Takvimler Aralık 2014’ü gösterdiğinde Moskova’dan havalanan özel uçak, Ankara’ya VIP bir yolcu taşıyordu. Rusya Devlet Başkanı Putin’in Türkiye ziyareti, Türk-Rus ilişkileri açısından kritik önem taşıyordu. Ev sahibi dönemin Başbakanı Recep Tayyip Erdoğan’dı. İki liderin görüşme gündeminde Rusya-Türkiye ekonomik ve siyasi ilişkilerine dair çok sayıda konu başlığı yer alıyordu. Enerji meselesinin de bu başlıklar arasında ilk sıralarda yer alması hiç şaşırtıcı sayılmazdı. Çünkü Rusya Türkiye’nin en önemli gaz tedarikçisi, Türkiye ise Rusya’nın Almanya’dan sonraki en önemli doğalgaz müşterisi idi.
Herkes gaz fiyatını düşünürken
Enerji maddesinin alt başlıkları da belliydi aslında. Ankara, ağır kış şartlarında artan gaz talebini karşılamak için Mavi Akım ve Batı Hattı üzerinden daha fazla gaz gönderilmesini istiyordu. Bir diğer alt başlık ise Türkiye medyasında sıkça yer bulan, görece daha popüler bir konu olan Gazprom ile BOTAŞ’ın doğalgaz fiyatı üzerindeki anlaşmazlığı idi.
Dış ticarette denge arayışı
Rusya lehine oluşan dış ticaret dengesinin, Türkiye lehine değiştirilmesini sağlamak üzere Moskova’nın daha fazla Türk ürünü ithal etmesi ve Antalya başta olmak üzere Akdeniz sahillerine daha fazla Rus turist gönderilmesi de Ankara’nın talepleri arasındaydı. Moskova ve Ankara tarafı, iki ülke liderinin yanı sıra, bu başlıklarla ilgili heyetler arası görüşmeleri de yürütüyordu.
Dünyayı şaşırtan proje
Ancak görüşmenin ziyaretin ikinci gününde sadece Türkiye, Rusya ve yakın çevresini değil, Avrasya’yı hatta tüm dünyayı şaşırtan bir sürpriz ortaya çıkmıştı. Erdoğan ve Putin bu sürprizi ortak bir toplantıyla dile getirdiler. Putin, Rusya’nın uzun yıllardır üzerinde çalıştığı Karadeniz’in altından Bulgaristan’a, oradan da Avrupa içlerine uzanması öngörülen Güney Akım Gaz Boru Hattı Projesi’nin iptal edildiğini duyurdu.

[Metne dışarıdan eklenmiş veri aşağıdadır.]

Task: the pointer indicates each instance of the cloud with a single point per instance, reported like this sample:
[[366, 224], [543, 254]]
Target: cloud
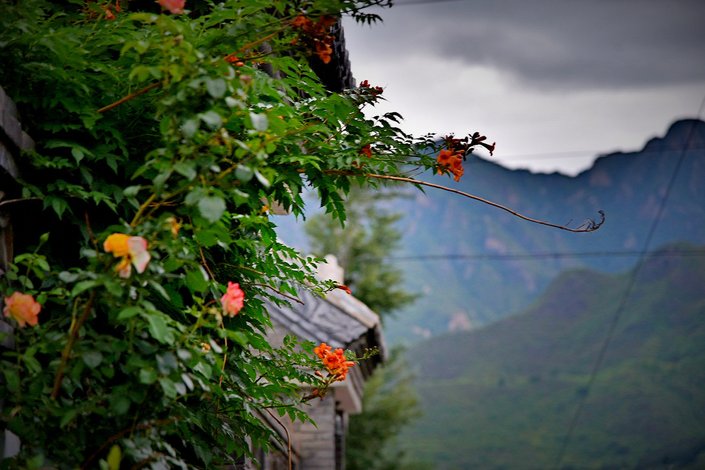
[[553, 44]]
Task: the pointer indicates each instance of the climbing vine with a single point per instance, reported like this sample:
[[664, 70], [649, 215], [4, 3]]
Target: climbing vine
[[166, 134]]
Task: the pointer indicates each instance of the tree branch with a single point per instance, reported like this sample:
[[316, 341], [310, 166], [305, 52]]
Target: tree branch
[[588, 226], [129, 97]]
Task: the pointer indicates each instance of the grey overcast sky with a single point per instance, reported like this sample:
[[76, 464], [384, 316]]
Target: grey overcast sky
[[554, 82]]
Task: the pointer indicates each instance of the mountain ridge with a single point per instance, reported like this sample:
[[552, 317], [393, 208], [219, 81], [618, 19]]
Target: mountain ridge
[[503, 396]]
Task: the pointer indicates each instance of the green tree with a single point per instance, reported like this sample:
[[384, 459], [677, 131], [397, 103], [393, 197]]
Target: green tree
[[362, 245], [389, 403]]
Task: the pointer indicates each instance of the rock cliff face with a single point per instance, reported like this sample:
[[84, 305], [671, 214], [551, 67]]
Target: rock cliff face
[[493, 264], [474, 262]]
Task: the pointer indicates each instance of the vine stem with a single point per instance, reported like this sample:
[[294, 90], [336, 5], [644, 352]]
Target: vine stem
[[141, 210], [288, 437], [278, 291], [119, 435], [589, 226], [129, 97], [73, 336]]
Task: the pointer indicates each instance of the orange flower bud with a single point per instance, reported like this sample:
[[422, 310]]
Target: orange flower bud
[[23, 308]]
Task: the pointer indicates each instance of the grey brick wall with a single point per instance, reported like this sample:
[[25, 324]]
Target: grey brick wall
[[316, 444], [12, 141]]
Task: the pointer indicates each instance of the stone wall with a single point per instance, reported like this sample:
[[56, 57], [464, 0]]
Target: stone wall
[[12, 141]]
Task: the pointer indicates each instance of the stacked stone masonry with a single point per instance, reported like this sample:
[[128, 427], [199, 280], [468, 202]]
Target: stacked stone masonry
[[12, 141]]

Bunun yerine aynı projenin revize edilerek, Avrupa’ya bağlantı noktasının Bulgaristan yerine Türkiye’nin Trakya kıyıları olacağını söyledi.
Adını Erdoğan önerdi
Ev sahibi Recep Tayyip Erdoğan da konuşmasında bu yeni projenin adının TürkAkım olmasını önerdi. Rusya tarafı buna hayır demedi ve böylece TürkAkım (TurkStream) bölgesel enerji denkleminde proje düzeyinde hemen yerini aldı. Taraflar derhal çalışmalara başladı ve projenin ayrıntıları netleştirildi. TürkAkım gaz boru hattı Karadeniz’in Kuzeydoğusu’nda Rusya kıyılarında yer alan Anapa’dan deniz altına inecek, güneybatı yönünde ilerleyerek Kıyıköy yakınlarından Türkiye’ye ulaşacaktı.

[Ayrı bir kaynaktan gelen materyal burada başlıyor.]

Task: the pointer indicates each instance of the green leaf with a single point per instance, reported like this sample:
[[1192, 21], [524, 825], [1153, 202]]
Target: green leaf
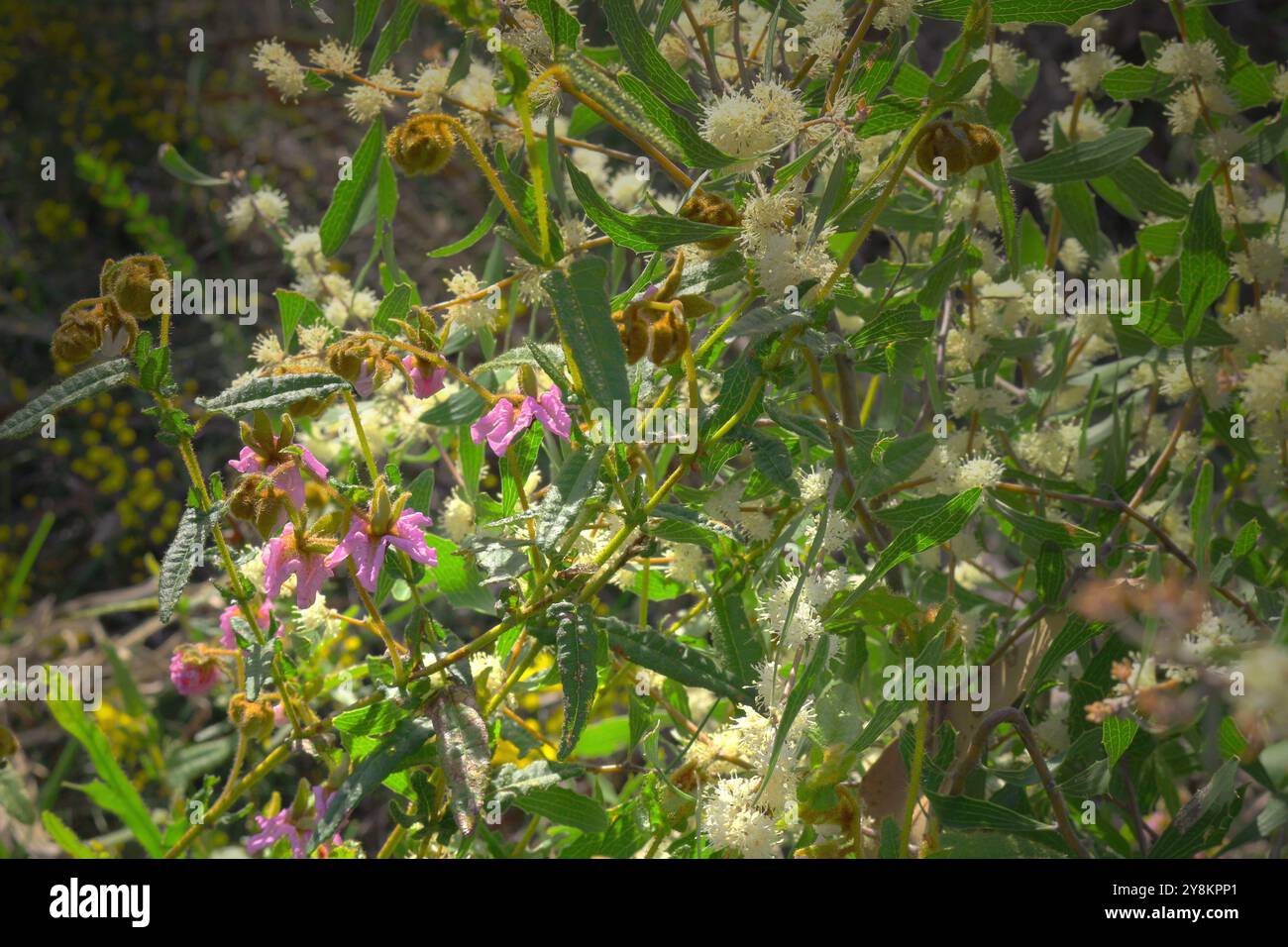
[[364, 20], [1202, 819], [926, 532], [463, 750], [1078, 209], [181, 557], [575, 483], [394, 305], [640, 232], [1132, 82], [125, 800], [1074, 633], [1245, 540], [673, 659], [1085, 159], [1001, 187], [566, 808], [1205, 265], [1065, 535], [640, 53], [174, 162], [295, 308], [580, 303], [1067, 12], [1117, 733], [1201, 514], [13, 795], [1050, 573], [481, 230], [734, 639], [82, 384], [347, 198], [965, 812], [562, 27], [695, 149], [408, 736], [458, 578], [271, 392], [575, 655], [65, 838], [394, 34], [1149, 191]]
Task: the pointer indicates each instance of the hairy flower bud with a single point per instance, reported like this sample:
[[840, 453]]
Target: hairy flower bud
[[708, 209], [962, 145], [80, 333], [253, 718], [421, 145], [129, 282], [258, 501]]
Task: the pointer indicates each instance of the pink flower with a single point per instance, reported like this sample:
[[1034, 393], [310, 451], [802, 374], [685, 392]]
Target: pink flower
[[283, 558], [192, 673], [369, 549], [281, 826], [550, 411], [424, 384], [286, 471], [226, 622], [502, 424]]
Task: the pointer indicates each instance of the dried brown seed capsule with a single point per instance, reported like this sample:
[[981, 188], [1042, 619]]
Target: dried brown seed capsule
[[80, 334], [253, 718], [709, 209], [944, 141], [634, 328], [130, 281], [984, 145], [421, 145], [258, 501]]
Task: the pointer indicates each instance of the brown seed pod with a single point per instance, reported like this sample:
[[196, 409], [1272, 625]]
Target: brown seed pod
[[709, 209], [305, 407], [130, 281], [421, 145], [943, 141], [80, 333], [253, 718], [983, 144], [632, 326]]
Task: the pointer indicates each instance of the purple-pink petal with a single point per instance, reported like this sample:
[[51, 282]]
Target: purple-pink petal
[[549, 408], [424, 384]]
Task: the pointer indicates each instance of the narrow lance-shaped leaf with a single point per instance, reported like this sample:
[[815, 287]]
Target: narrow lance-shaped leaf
[[575, 654], [408, 736], [273, 392], [580, 302], [82, 384], [463, 750], [1205, 265]]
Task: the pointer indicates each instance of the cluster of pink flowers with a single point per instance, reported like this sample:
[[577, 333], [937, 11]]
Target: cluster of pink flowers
[[505, 421], [192, 673], [281, 826], [368, 548], [283, 558]]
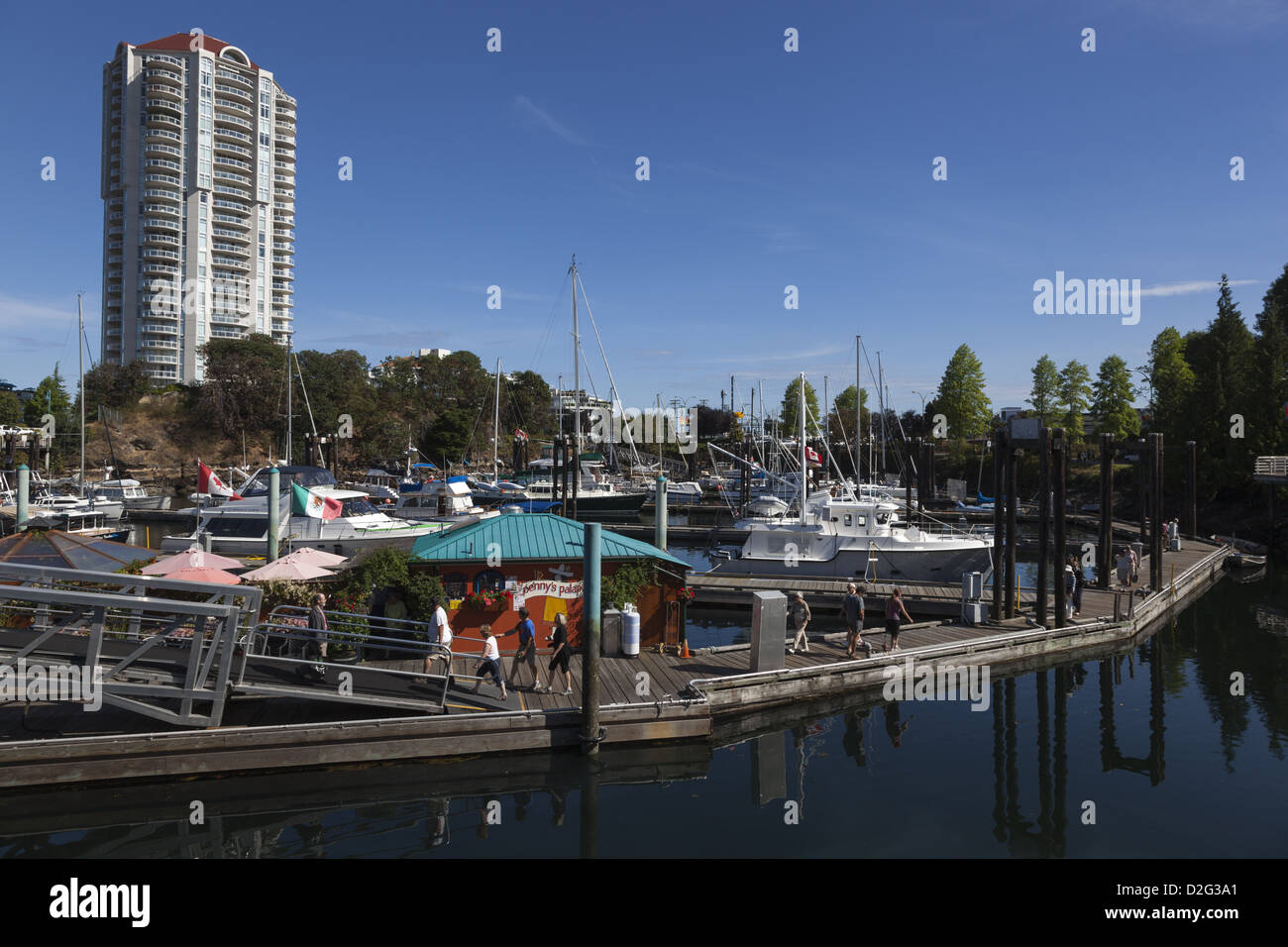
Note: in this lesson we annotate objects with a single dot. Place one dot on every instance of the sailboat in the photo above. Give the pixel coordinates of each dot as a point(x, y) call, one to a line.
point(853, 538)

63 yerine 31.5 milyar metreküp
Ancak değişen sadece hattın güzergahı değildi. Güney Akım yıllık 63 milyar metreküplük doğalgaz taşıyacak şekilde projelendirilmişti. Bu devasa hat Türk Akım’a dönüşürken kapasitesi de yarıya yarıya, yani yıllık 31.5 milyar metreküp seviyesine düşmüştü.
Proje 10 ay askıda kaldı
Ancak Kasım 2015'ten itibaren iki ülke arasında ilişkilerin soğuması kaçınılmaz şekilde köklü bir geçmişe sahip Türk-Rus enerji ilişkilerine de yansıdı. Bu şartlar altında TürkAkım projesinin de askıda kalması şaşırtıcı değildi.
Yaklaşık 10 ay araan sonra 2016 yaz sonlarına doğru iki ülke ilişkileri yeniden düzelmeye başladı. Ve TürkAkım dosyası da sümenaltından çıkarılıp tekrar masaya getirildi. İki ülke projeye kaldığı yerden devam etmek üzere kolları sıvadı.
Uluslararası anlaşma
Ekim 2016 tarihinde İstanbul’da düzenlenen Dünya Enerji Kongresi, TürkAkım açısından da bir dönüm noktası oldu. Kongre kapsamında Enerji ve Tabii Kaynaklar Bakanı Berat Albayrak ile Rus mevkidaşı Aleksander Novak arasında TürkAkım projesi için uluslararası bir anlaşmaya imza atıldı. Bunun ardından projenin inşaat hazırlıkları, özellikle Rusya tarafından başlamak üzere hızlandı.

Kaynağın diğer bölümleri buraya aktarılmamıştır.